Due to the high frequency of punching involved in boxing, a lot of the power you generate with other muscles works through the shoulder joints. This makes shoulder muscles key for strike endurance. When you are too tired to hold your hands up in defense or throw a punch it is often because the shoulder muscles do not have the required endurance.
Your shoulder muscles help to hold up your entire arm, making them vital for boxing stance and technique.
Similarly to the shoulder muscles, the arm muscles are at the forefront of boxing. They work through everything from curling your hand to make a fist all the way through to extending and retracting the arm in defensive and offensive moves.
Arm muscles are not responsible for generating the power behind a strike, they help to bring the force generated by other muscles through to the opponent. Despite popular belief, boxing is not all about the arms! In fact, while it is important to have strong arm muscles, it is more important to have fast arms. This means they shouldn’t actually be bulging with muscle!
Although small, there are a few vital muscles that are key to strengthening your body and preventing injury. For example, strong neck muscles help you to resist punches and avoid whiplash. Boxers are particularly vulnerable to injuring their necks and therefore many professional fighters work hard to strengthen the neck muscles.
The muscles that comprise and help tighten your fist within the glove are also important. Generally, the tighter the fist the more solid the punch and the less risk of injury to the hand.
Boxing Training Exercises To Help Build Muscles
There are some key exercises you can incorporate into your workout routine which are a vital part of any boxing training regime. We have picked out 4 useful exercises to help you build 4 specific muscle groups for boxing.
1. Jumping Rope
This is perhaps one of the most infamous exercises undertaken by boxers. Jumping rope is both effective in building calf and core muscles, and a lot of fun!
Jumping rope can be mixed up in a variety of ways to keep it fresh and interesting, while building vital muscles for boxing. Once you have mastered basic jumps, you can try out alternate foot jumps, high knees, side swings, and so many more! See here for jump rope inspiration.
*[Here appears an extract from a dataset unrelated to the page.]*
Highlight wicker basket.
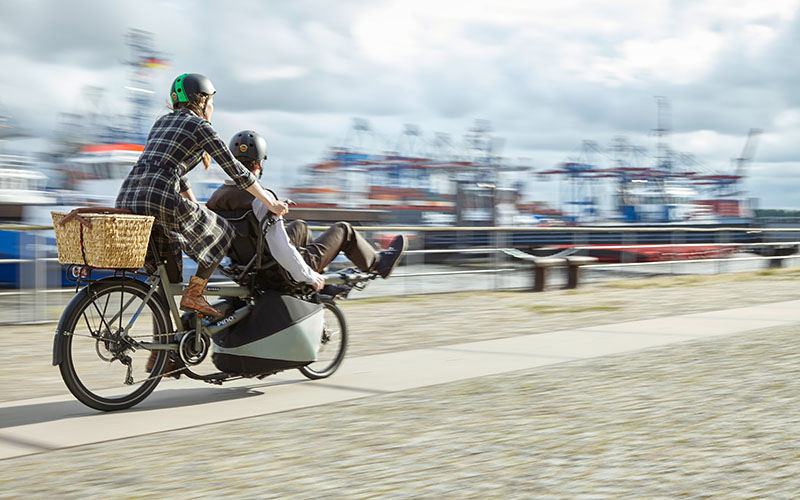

This classic exercise has great application in boxing training. Lunges help to strengthen the leg muscles. Once you get used to lunge repetitions, you can add extras like dumbell lunges. To train your hip muscles too, and increase your rotational power you can try lunge and rotate.
One of the classic ab-building exercises, sit-ups help to strengthen your core muscles. This is particularly helpful for when you start sparring. Ensure you are doing this exercise correctly, concentrate on form to get the most from this exercise.
4. Weight Training
To strengthen your shoulder and arm muscles, you can try some targeted weight training. This will help improve your stamina when going through your boxing workout routine, and when sparring. There are a whole range of weight training exercises that can be done to improve your boxing technique and build key muscles. Try a staged shoulder workout incorporating several exercises, making sure you start out small and focus on form to minimise injuries.